Comment: The above by Sr. Donald, really struck my eye--considering
St. Benedict as a shaman. At the time I was starting to study Native
American spirituality, so I was really drawn to this idea about the
founder of the Benedictine Tradition.

Thinking about it, having an avocational interest in Classical and
Medieval History, I had to admit that most of the monks who
joined Benedict's monastery were actually illiterate. These were
folk on the cusp of the Dark Ages, during the final collapse of the
Roman Empire. The infrastructure of civilization was pretty much
annihilated--and ignorance began its long march through Europe.
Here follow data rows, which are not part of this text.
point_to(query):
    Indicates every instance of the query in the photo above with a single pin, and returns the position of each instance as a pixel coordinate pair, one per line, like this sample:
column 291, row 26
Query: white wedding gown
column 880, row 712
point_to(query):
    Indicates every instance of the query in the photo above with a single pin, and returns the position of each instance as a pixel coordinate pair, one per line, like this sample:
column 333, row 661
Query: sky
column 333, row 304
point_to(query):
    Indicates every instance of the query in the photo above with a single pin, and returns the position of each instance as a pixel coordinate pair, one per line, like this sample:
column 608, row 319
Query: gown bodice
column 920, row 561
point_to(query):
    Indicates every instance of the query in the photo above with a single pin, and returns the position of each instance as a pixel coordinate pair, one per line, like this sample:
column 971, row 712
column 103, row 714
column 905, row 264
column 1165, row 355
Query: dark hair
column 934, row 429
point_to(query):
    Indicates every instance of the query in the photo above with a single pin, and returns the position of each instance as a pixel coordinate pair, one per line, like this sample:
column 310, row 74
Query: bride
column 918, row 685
As for St. Benedict, himself, he was a Roman aristocrat--and that
meant he more than likely was classically educated. Though I
suspect he much preferred remaining a hermit, he was coaxed
into establishing a community of monks. His first experiment failed,
but his work in Subiaco and later at Monte Cassino took hold. And
I have to wonder whether this prayerful man may have displayed
"altered states of consciousness." Miracles were assigned to
St. Benedict, and oft illiterate folk are attracted to what they perceive
as magical--albeit such oft is clothed in religious perspectives.
Healing, also, would be a major vehicle as far as attracting the
illiterate.

But these ideas are all guesses on my part, though reasonable.
However, my main attraction to Sr. Donald's article pertained to
the Benedictine foray into Native American spirituality. For example,
she makes mention an article by a "monk of Blue Cloud Abbey in
the 'American Benedictine Review' [that] deals with the vision quest
of the Native American Plains Indians and compares it to monastic
life."

Sr. Donald moves into the initiatory process. Following a vision that
calls a person forth to be a shaman, there's the shamanic spiritual
journey of "taking up of a spiritual discipline, asceticism, fasting,
prayer, and ordeals." And following this, there is a period of testing,
encountering the Dark Power(s), which if successful, the shaman
moves through this passage unto a "death-rebirth" experience.

And, finally, there is the "powerful contact with the Divine, the Sacred,
the Numinous. And as Sr. Donald continues, she puts it that
"obviously this stage is very clear in Benedict's experience of the
whole world being gathered in one ray of life."

I have to wonder how many of us moderns, within the Benedictine
Tradition, have gone through this powerful "shamanic" journey?
Wtih that question, I'll leave it at that.